2. Description of the Related Art
Content distribution systems are known in which, for example, sound/image contents are transmitted/received via a network between a client and a server provided with a communication function using TCP/IP. In such a content distribution system, the client requests transmission of a list of content and services that are provided by the server. Then, the content distribution system requests transmission of the content selected by a user based on the list received from the server, and in response to this request, the server transmits the contents, which are received and then played back by the content distribution system.
At this time, the client temporarily and sequentially stores the received content data in a buffer (buffering). When a determined volume of content data has been stored, the client starts playback. Note that, if the client is only capable of processing decompressed digital data such as, for example, linear PCM data or the like, the server decodes the compressed digital data that has been compression encoded using, for example, MP3 (MPEG-1 Layer 3) format encoding, converts the data into linear PCM data, and transmits it to the client.
However, in the known server described above, if music content, containing all of the tracks of a live performance album, for example, is transmitted to the client from the server, it is necessary for each piece of music content to be continuously played back at the client side. Normally, in a live performance, sound is still generated during the interval between tracks, and thus when a music compact disk (CD) of a recorded live performance is played back, the sound during the interval between tracks is also played back. However, in the known server, data that has been encoded using track units is generated, and distributed as music content. As a result, even if it is possible to transmit music content containing each track of an album from the server to the client, and for each track to be continuously played back at the client side, a silent period is generated between neighboring played back tracks. Thus, as compared to replaying a music CD, it is unavoidable that the music will sound unnatural. The reason for this will be explained in more detail next.

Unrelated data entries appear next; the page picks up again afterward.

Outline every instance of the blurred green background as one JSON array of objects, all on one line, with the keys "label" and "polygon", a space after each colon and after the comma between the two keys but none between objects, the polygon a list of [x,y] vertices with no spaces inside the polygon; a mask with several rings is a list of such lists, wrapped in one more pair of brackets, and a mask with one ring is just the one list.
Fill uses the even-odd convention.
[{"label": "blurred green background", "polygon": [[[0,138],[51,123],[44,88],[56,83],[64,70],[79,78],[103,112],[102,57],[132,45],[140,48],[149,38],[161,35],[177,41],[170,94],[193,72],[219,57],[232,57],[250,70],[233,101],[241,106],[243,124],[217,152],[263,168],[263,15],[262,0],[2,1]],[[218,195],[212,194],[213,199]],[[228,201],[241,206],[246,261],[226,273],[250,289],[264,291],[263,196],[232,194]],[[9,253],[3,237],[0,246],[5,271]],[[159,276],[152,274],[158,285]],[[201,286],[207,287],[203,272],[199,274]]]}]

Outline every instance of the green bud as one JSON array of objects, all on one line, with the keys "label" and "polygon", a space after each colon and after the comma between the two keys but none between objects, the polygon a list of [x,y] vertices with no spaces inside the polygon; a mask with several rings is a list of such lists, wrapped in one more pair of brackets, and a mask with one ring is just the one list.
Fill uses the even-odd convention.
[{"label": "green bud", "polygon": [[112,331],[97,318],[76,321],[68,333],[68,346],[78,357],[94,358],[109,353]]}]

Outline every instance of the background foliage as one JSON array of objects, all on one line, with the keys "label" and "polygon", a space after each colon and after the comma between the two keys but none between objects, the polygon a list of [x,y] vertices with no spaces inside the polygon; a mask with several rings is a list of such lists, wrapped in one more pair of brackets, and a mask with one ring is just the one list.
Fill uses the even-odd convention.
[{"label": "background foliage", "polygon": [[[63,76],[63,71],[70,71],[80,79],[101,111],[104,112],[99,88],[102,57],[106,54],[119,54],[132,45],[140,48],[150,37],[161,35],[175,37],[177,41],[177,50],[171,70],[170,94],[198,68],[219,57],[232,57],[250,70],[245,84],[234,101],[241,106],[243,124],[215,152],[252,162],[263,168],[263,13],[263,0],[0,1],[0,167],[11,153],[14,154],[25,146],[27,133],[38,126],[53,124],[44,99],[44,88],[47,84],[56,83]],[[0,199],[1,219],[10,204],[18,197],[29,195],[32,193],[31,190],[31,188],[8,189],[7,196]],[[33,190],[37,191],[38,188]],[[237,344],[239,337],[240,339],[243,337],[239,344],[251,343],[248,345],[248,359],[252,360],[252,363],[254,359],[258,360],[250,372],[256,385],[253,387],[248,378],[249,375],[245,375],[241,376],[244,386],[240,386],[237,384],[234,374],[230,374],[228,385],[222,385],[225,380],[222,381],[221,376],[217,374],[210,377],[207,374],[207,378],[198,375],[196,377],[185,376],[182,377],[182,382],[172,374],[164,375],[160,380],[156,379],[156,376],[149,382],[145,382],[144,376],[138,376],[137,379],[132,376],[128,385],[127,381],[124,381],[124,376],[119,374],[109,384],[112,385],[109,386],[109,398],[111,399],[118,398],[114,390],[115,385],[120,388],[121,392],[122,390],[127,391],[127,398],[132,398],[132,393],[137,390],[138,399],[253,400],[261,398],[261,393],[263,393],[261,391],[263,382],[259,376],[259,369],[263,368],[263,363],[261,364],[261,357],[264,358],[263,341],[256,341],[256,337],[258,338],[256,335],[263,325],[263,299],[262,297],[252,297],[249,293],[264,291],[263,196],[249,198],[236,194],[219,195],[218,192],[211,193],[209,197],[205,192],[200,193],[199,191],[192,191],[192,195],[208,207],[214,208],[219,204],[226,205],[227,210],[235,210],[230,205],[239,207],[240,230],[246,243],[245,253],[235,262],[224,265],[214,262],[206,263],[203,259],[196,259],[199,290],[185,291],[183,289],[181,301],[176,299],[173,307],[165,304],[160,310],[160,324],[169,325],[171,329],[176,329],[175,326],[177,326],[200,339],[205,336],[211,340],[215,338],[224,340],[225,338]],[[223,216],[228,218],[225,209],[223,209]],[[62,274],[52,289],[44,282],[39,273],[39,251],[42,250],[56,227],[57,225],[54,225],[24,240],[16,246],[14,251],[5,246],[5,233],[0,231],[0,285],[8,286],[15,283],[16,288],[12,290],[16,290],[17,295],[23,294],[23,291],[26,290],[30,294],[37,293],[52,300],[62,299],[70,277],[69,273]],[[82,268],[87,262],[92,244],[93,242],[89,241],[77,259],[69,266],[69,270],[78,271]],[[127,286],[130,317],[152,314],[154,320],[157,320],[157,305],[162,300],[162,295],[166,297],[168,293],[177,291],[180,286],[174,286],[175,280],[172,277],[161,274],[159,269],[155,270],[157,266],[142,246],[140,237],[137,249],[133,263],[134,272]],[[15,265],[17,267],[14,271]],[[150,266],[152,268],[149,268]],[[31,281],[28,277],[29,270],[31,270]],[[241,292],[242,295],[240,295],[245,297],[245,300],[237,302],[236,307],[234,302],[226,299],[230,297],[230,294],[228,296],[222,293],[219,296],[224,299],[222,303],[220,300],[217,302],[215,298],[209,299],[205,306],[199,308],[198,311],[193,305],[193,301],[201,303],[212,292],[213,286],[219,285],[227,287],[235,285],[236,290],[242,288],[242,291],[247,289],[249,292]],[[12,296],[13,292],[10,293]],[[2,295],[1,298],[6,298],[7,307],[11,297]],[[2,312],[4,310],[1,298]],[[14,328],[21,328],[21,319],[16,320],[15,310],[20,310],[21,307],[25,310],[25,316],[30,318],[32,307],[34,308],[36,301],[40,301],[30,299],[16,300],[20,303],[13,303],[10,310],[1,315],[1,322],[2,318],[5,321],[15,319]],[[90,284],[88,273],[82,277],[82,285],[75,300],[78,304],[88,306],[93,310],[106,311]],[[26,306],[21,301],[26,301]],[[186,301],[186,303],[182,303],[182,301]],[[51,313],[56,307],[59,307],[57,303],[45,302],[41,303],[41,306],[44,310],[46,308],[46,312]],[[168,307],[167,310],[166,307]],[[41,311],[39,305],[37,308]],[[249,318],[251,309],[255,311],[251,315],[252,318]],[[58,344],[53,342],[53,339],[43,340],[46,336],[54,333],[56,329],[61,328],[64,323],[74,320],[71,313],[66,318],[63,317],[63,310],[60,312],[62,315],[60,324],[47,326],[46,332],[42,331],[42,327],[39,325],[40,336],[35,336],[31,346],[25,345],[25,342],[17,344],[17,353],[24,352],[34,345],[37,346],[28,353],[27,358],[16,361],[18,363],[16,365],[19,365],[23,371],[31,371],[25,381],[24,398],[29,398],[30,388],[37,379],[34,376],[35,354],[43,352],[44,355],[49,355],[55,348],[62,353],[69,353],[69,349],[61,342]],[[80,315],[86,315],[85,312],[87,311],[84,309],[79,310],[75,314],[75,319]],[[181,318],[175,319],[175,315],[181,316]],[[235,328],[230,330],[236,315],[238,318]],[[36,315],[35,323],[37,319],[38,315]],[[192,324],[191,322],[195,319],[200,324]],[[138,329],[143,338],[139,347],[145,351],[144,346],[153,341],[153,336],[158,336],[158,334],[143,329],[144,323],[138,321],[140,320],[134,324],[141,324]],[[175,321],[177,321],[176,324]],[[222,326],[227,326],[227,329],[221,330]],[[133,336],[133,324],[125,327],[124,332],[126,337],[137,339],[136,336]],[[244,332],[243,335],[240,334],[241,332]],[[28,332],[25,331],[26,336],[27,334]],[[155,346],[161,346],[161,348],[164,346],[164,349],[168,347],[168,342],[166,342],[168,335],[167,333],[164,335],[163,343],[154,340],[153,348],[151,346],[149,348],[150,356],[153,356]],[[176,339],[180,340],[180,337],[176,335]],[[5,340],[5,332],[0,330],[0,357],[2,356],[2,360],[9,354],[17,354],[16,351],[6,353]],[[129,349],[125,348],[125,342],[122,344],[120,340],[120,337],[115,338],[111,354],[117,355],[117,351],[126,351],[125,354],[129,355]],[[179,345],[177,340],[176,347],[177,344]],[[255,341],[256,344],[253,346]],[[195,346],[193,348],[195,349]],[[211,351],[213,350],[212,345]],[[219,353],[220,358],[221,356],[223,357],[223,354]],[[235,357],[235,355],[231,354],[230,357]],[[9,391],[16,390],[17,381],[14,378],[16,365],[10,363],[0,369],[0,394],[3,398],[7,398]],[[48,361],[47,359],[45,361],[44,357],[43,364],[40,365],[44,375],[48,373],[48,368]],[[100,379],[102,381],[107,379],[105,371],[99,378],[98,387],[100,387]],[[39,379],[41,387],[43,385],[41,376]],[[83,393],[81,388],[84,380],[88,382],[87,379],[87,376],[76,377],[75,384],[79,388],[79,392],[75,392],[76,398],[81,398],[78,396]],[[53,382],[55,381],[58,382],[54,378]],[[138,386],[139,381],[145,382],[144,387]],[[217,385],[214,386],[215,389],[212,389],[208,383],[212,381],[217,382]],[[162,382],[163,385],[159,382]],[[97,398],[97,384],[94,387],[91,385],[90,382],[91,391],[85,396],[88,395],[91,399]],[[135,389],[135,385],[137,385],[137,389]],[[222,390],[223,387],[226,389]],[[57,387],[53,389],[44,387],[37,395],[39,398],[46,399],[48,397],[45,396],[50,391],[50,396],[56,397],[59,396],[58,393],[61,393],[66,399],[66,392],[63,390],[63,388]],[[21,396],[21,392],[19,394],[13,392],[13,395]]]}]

In compression encoding formats like MP3, a determined number of sample data is selected as one frame, and then compression encoding is performed using this frame unit. Note that, when compression data from the first track, some sample data are left that will not fit into one frame at the end section of the track. Given this, normally, sample data with a value of zero (hereinafter referred to as “zero data”) is added to form one frame, and then compression encoding is performed.
In the known server, compression encoding is performed using track units in this manner and then saved as music content. Accordingly, even if, hypothetically, encoded data for a plurality of track sections is continuously decoded and played back at the client side, the zero data is played back during the interval between tracks, thereby generating silent periods and breaks in the sound.
As one method of solving this problem, in the case of a live performance album, sample data for all the tracks on the album can be selected instead of track units, and then compression encoding can be performed on this group sample data. However, if this method is adopted, the server has to select all the tracks on the album and generate encoded data using compression encoding. As a result, when necessary data is transmitted to the client, it is not possible to replay just a specific track from the album or replay a specific track and the tracks following it.
In order to address the above-described problems, for example, Japanese Patent Application Publication No. JP-A-2006-30577 discloses a technology in which, when the server performs compression encoding on the music content, the start of the sample data of a second track is added to the end of the sample data of a first track to form one frame. Accordingly, the silent section between tracks is removed in advance at the server side, and then the music data is transmitted to the client.
Note that, Japanese Patent Application Publication No. JP-A-2004-318961 discloses a technology in which noise removal processing is performed on music content based on an analogue sound signal, and sections with a determined signal level or less are estimated to be the intervals between tracks. Then, the intervals between tracks are identified using information for identifying the intervals between tracks, whereby it is possible to accurately detect silent sections between the tracks included in the music content by suppressing the influence of noise.